Ik beschouw de liberalisering van de
PTT (inmiddels via PTT Telecom KPN geworden) als een succes. Maar ik pak dit voorbeeld om aan te geven dat er wel
heel veel veranderde. Indertijd scoorde de PTT hoge
tevredenheidscijfers onder de klanten. Je kon weliswaar een half jaar
wachten op een aansluiting, maar de verwachting was ook niet dat dat
sneller kon. Je kon lokaal zeer lang bellen voor een paar cent.
Internationaal bellen was af te raden, want zeer prijzig. Bij
storingen duurde het wel even voor het gerepareerd was.

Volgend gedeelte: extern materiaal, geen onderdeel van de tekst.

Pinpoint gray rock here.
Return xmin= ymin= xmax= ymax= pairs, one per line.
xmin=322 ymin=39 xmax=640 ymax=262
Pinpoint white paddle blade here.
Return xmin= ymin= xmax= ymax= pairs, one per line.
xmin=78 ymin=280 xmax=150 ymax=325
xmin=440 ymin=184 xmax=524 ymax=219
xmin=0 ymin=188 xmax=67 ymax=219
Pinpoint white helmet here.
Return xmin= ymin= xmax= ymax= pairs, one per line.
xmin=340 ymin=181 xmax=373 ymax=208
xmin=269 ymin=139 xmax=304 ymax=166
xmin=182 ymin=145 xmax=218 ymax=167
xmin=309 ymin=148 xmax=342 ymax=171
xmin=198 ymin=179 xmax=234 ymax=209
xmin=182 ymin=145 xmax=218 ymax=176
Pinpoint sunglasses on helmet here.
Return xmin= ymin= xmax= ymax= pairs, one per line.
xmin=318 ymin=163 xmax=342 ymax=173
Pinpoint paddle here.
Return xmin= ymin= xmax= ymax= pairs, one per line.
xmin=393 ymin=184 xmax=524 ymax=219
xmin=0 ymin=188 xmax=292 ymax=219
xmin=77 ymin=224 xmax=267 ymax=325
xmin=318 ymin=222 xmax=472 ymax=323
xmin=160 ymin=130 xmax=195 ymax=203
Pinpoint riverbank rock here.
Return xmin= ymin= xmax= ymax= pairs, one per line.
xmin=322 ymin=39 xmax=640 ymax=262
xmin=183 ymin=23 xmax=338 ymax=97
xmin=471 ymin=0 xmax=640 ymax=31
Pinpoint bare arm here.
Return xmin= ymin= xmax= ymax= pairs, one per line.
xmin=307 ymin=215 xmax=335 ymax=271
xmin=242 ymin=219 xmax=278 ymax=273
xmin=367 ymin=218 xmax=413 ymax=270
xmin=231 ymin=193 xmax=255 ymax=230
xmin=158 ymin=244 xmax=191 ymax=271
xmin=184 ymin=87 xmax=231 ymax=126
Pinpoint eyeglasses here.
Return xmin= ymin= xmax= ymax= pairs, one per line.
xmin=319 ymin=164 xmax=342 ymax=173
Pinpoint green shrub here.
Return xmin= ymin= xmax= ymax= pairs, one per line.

Na de verzelfstandiging bereidde de PTT
zich voor op concurrentie. De geluidskwaliteit werd beter, storingen
sneller gerepareerd en je kon kiezen voor de telefoon die je zelf
wilde en niet zo'n grijs toestel dat iedereen had. Internationaal
bellen werd fors goedkoper, lokaal bellen duurder. Er kwam een betere
relatie tussen kosten en tarieven.
Maar er ging natuurlijk ook wat
verloren. Het vertrouwen dat men wel goed zat bij de PTT ging omlaag.
De verwachtingen gingen snel omhoog: als je een maand op een
aansluiting moest wachten wachten was dat te dol voor woorden. De
tevredenheid daalde dan ook. Het gaf onzekerheid dat je moest kiezen,
want wellicht betaalde je wel meer dan je buurman. In plaats dat de
overheid controleerde of je niet teveel betaalde, moest je dat zelf
doen.
Kon de politiek die gevolgen
voorspellen en heeft ze er rekening mee gehouden? Was de
besluitvorming zorgvuldig? Het is goed om ervan te leren. Maar
waarschijnlijk is het onmogelijk om met alles vooraf rekening te
houden. Deels waren dingen te voorzien. In de jaren vijftig gaf de PTT tips voor het telefoneren:
“Groet, zeg duidelijk je naam, zodat de ander weet met wie hij
spreekt.” Dergelijke tips zouden nu ongekend zijn. Niets is
mooier voor een telefoonbedrijf dan dat er eerst even onduidelijkheid
is over wie men spreekt, waardoor men langer aan de telefoon is. Dat geeft omzet. Dat was bij de verzelfstandiging ook wel duidelijk.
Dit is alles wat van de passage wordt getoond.